Months after Michael Cohen told a federal court he executed a hush-money scheme at the direction of Donald Trump, the president’s former personal attorney brought documentary evidence to Congress to bolster his claims. The check Cohen presented to lawmakers was signed by Trump after he took office, implicating the president in a cover-up.

And the top Republican in the U.S. House doesn’t much care.

House Minority Leader Kevin McCarthy, R-Calif., told ABC’s “This Week” that the hush payments President Donald Trump’s former longtime attorney Michael Cohen made to two women before the 2016 presidential election “aren’t impeachable” offenses. […]

“Listen, you know what concerns me? If you hire an attorney – if I hire an attorney to make sure I carry out the law, the attorney has a responsibility to tell me what’s right and wrong in the process,” McCarthy said. “I watched – this is a – if it’s a finance campaign, those are fines. Those aren’t impeachable in the process.”

When ABC News’ George Stephanopoulos asked why Trump lied as part of the scandal, McCarthy said he’d have to ask the president, though the California Republican added, “You’ve seen politicians do this exact same thing in the past.”

Yes, of course, it’s a story has old as time. Politician has extra-marital affair with porn star; politician makes hush-money payment; politician breaks federal law while conspiring with his fixer; politician lies; politician gets caught. If I had a nickel for every time I’ve seen a politician do “this exact same thing,” I’d have … exactly one nickel.

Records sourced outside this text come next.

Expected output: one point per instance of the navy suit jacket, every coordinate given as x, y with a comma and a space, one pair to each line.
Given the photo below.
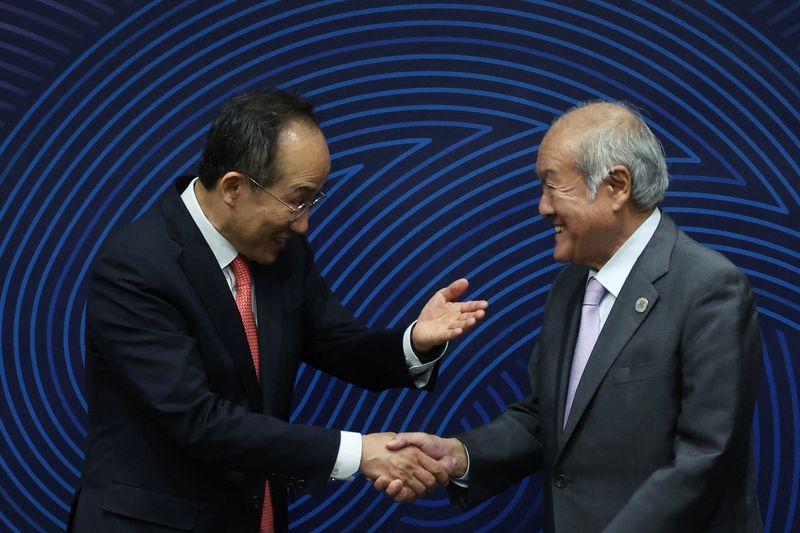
659, 435
181, 433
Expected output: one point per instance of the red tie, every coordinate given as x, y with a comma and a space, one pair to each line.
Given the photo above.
245, 304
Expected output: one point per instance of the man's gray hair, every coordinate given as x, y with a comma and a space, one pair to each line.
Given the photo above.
628, 142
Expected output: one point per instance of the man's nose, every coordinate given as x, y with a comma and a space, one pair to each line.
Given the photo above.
545, 206
300, 226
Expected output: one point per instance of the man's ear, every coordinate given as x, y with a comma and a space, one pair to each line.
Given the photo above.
231, 187
619, 185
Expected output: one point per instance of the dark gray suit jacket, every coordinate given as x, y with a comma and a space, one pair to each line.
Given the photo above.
659, 437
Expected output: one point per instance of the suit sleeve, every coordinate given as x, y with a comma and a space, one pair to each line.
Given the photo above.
337, 344
502, 452
141, 345
720, 360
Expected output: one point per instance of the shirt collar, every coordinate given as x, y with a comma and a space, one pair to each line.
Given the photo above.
614, 273
223, 250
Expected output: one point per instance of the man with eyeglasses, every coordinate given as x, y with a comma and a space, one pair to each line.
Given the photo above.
198, 316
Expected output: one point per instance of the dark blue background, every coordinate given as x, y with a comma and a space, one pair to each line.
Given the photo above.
434, 113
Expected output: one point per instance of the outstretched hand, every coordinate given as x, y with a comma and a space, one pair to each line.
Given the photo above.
443, 319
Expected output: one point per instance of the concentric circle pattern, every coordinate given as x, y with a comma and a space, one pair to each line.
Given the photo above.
434, 113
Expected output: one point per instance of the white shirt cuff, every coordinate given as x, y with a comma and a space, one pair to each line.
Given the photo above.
349, 458
416, 369
463, 481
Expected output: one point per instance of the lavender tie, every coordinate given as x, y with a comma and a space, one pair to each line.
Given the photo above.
587, 337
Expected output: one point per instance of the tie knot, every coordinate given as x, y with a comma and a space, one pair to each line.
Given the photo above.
241, 270
594, 292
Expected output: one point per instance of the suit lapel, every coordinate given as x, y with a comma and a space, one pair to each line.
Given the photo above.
623, 320
201, 268
269, 303
571, 321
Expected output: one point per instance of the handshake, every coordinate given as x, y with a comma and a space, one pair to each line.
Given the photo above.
407, 466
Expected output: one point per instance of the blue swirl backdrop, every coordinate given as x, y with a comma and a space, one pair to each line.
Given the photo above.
434, 113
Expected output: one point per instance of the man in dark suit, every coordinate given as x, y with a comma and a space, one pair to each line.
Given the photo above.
645, 373
198, 316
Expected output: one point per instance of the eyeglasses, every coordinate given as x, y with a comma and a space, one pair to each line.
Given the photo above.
297, 211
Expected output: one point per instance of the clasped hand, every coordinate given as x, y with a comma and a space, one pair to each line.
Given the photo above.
409, 465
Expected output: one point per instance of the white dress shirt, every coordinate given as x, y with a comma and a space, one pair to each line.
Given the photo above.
349, 457
614, 273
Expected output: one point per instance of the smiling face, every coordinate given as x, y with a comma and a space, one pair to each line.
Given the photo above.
588, 232
256, 223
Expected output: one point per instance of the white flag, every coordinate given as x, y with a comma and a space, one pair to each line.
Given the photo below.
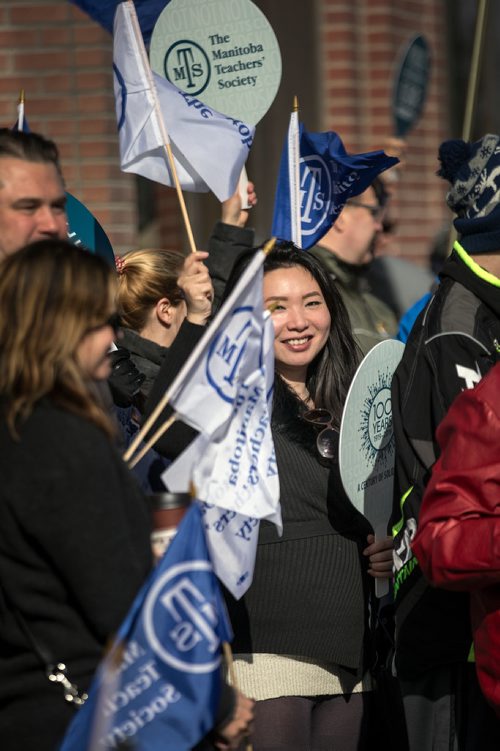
210, 149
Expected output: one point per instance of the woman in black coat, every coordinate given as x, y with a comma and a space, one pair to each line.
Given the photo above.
74, 526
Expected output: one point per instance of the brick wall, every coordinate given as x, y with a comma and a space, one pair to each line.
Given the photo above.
360, 40
340, 62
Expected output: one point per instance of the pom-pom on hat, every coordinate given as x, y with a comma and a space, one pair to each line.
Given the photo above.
473, 169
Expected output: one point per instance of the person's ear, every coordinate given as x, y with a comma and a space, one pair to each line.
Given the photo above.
164, 311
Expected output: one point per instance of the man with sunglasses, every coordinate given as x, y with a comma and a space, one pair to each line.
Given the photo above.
346, 251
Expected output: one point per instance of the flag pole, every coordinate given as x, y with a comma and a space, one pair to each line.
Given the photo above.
20, 111
228, 656
151, 442
475, 69
188, 366
163, 129
294, 171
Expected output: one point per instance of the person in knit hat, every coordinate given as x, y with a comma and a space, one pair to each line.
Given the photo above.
454, 342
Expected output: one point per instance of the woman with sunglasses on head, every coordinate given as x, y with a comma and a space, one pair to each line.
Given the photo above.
160, 292
301, 630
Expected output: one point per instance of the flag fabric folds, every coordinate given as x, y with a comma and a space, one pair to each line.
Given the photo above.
327, 177
103, 11
209, 148
234, 470
158, 688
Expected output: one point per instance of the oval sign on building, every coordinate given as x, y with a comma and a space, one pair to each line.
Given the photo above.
224, 52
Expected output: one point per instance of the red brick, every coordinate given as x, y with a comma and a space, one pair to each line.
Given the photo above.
13, 84
102, 104
94, 173
92, 80
57, 37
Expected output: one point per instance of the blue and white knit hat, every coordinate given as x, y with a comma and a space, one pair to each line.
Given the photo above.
473, 169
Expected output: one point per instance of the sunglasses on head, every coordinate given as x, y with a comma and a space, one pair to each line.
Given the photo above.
327, 441
375, 210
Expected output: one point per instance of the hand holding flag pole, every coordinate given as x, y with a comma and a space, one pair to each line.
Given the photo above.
20, 111
161, 122
294, 168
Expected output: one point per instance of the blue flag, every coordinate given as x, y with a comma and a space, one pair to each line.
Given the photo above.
158, 688
316, 178
103, 11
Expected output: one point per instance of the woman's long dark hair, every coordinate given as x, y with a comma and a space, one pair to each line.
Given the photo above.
331, 372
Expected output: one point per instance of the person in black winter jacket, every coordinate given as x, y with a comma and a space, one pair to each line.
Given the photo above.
453, 343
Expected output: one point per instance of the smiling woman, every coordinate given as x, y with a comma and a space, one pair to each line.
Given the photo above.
300, 630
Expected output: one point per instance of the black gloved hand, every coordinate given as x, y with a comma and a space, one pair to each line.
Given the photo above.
125, 380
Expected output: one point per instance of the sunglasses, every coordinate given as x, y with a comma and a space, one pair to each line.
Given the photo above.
376, 211
327, 441
114, 321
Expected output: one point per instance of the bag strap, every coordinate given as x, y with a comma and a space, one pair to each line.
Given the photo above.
55, 672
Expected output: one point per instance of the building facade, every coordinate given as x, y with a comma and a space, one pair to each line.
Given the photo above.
339, 58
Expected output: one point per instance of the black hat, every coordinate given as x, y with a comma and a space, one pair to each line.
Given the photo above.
473, 169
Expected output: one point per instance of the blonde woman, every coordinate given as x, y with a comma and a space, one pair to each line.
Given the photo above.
158, 292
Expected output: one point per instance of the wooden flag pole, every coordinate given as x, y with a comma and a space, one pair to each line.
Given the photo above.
295, 184
185, 370
20, 118
163, 128
472, 88
475, 69
151, 442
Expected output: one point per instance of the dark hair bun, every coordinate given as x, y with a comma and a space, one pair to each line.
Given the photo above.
453, 155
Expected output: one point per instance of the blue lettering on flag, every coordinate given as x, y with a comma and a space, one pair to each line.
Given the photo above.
161, 691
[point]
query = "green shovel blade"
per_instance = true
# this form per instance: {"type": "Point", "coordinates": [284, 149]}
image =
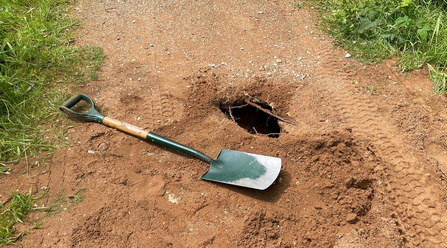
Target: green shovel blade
{"type": "Point", "coordinates": [244, 169]}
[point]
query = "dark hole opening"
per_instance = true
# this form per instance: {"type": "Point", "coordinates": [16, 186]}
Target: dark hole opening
{"type": "Point", "coordinates": [252, 119]}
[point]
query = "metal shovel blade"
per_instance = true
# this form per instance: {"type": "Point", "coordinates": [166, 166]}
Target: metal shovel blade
{"type": "Point", "coordinates": [244, 169]}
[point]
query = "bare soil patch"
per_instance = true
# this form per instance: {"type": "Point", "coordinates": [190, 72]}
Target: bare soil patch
{"type": "Point", "coordinates": [364, 166]}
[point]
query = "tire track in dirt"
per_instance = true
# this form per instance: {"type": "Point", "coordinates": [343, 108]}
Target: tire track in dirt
{"type": "Point", "coordinates": [415, 197]}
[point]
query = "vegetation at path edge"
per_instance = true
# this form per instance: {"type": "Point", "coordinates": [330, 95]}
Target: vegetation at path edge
{"type": "Point", "coordinates": [38, 65]}
{"type": "Point", "coordinates": [414, 30]}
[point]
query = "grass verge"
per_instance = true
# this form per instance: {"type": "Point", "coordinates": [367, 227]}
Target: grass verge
{"type": "Point", "coordinates": [413, 30]}
{"type": "Point", "coordinates": [20, 205]}
{"type": "Point", "coordinates": [38, 66]}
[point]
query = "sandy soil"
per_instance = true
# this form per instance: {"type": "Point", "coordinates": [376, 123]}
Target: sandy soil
{"type": "Point", "coordinates": [364, 166]}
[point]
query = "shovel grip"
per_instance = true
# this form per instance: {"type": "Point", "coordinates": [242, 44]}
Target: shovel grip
{"type": "Point", "coordinates": [92, 115]}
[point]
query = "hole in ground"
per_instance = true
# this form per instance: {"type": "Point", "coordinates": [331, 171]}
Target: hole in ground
{"type": "Point", "coordinates": [251, 118]}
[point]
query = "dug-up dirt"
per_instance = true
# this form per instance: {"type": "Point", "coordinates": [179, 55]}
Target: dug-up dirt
{"type": "Point", "coordinates": [364, 165]}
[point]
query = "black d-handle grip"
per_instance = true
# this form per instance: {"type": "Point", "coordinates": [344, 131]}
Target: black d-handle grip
{"type": "Point", "coordinates": [92, 115]}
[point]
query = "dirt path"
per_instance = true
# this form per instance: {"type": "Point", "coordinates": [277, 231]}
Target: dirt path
{"type": "Point", "coordinates": [364, 166]}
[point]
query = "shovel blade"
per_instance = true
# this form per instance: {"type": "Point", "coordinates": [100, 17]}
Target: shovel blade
{"type": "Point", "coordinates": [244, 169]}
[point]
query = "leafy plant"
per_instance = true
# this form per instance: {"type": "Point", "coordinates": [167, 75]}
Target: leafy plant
{"type": "Point", "coordinates": [38, 65]}
{"type": "Point", "coordinates": [20, 205]}
{"type": "Point", "coordinates": [377, 29]}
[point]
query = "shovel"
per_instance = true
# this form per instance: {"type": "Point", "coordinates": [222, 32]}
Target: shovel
{"type": "Point", "coordinates": [230, 167]}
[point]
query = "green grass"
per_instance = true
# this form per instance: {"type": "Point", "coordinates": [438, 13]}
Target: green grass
{"type": "Point", "coordinates": [38, 68]}
{"type": "Point", "coordinates": [20, 205]}
{"type": "Point", "coordinates": [373, 30]}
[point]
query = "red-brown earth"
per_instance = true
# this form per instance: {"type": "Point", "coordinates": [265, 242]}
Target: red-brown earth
{"type": "Point", "coordinates": [364, 166]}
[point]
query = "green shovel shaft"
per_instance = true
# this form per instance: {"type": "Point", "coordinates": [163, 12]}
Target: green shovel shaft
{"type": "Point", "coordinates": [139, 132]}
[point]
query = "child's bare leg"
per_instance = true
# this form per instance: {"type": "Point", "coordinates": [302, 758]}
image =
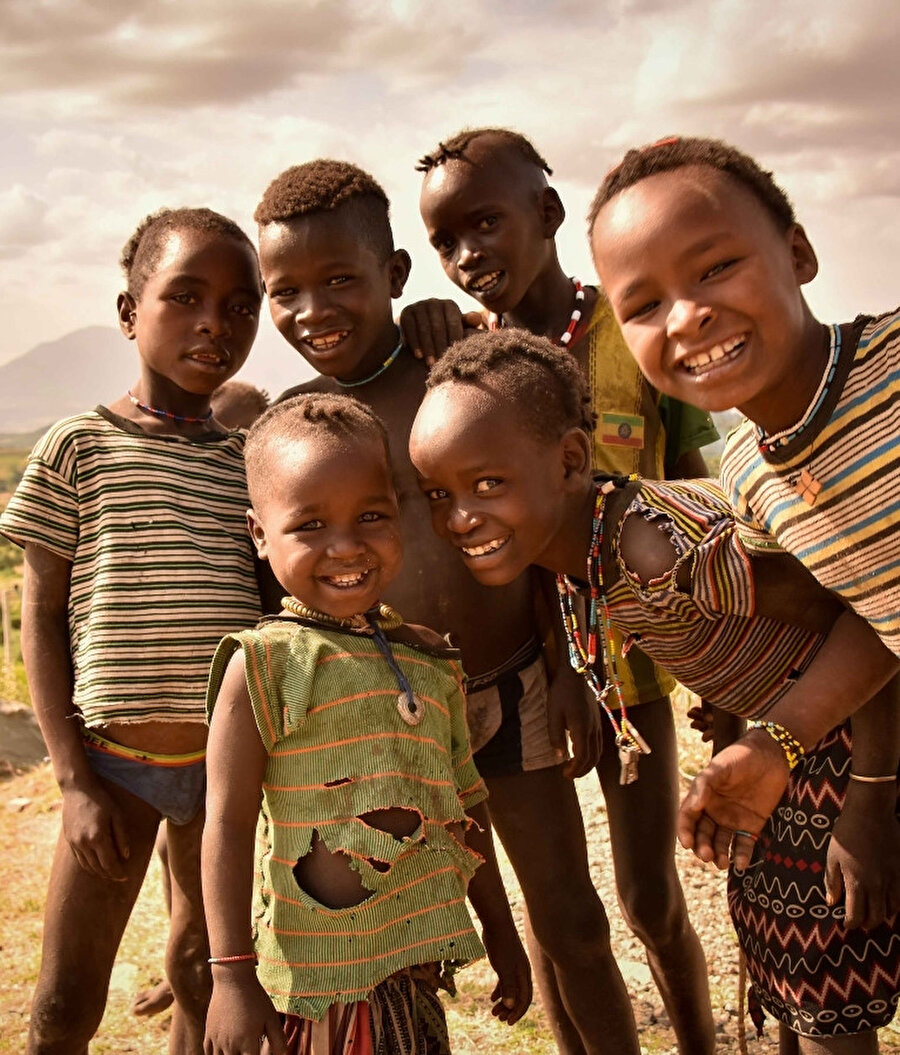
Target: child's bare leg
{"type": "Point", "coordinates": [567, 1036]}
{"type": "Point", "coordinates": [539, 823]}
{"type": "Point", "coordinates": [151, 1001]}
{"type": "Point", "coordinates": [188, 950]}
{"type": "Point", "coordinates": [855, 1043]}
{"type": "Point", "coordinates": [84, 919]}
{"type": "Point", "coordinates": [642, 819]}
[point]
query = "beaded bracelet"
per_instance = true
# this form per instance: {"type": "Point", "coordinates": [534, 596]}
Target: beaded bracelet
{"type": "Point", "coordinates": [793, 750]}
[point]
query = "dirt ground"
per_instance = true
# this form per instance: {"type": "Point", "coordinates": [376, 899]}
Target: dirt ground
{"type": "Point", "coordinates": [30, 825]}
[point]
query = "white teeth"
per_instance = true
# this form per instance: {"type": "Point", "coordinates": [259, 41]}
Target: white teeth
{"type": "Point", "coordinates": [715, 353]}
{"type": "Point", "coordinates": [484, 282]}
{"type": "Point", "coordinates": [347, 580]}
{"type": "Point", "coordinates": [327, 342]}
{"type": "Point", "coordinates": [480, 551]}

But of particular interest is McCarthy’s insistence that Trump’s misdeeds “aren’t impeachable.” In all fairness, the House minority leader may very well be correct. There have been substantive debates for many years about the precise meaning of the Constitution’s “high crimes and misdemeanors” language. Maybe an illegal hush-money scheme in which the president has already been named as an unindicted co-conspirator crosses the threshold; maybe it doesn’t.

That said, McCarthy’s argument is unsatisfying for a reason – or in this case, a few reasons.

For one thing, Cohen’s role in the pre-election payoff is one of the reasons he’ll soon be incarcerated. This isn’t a debate about jaywalking or jumping the turnstiles on a subway. McCarthy described this as a controversy in which those implicated simply pay “fines,” but Cohen’s prison sentence suggests otherwise.

What’s more, if violations of campaign-finance laws were included in the articles of impeachment against Richard Nixon, why should we necessarily assume that Trump’s alleged transgressions aren’t equally problematic?

But the question I’m especially interested in is the one McCarthy hasn’t yet answered: if Trump’s hush-money scandal isn’t impeachable, what, specifically, would be? What would this president have to do for the House minority leader to conclude that impeachment is warranted?

Would McCarthy be equally cavalier if a Democratic president was caught up in an illegal hush-money scheme?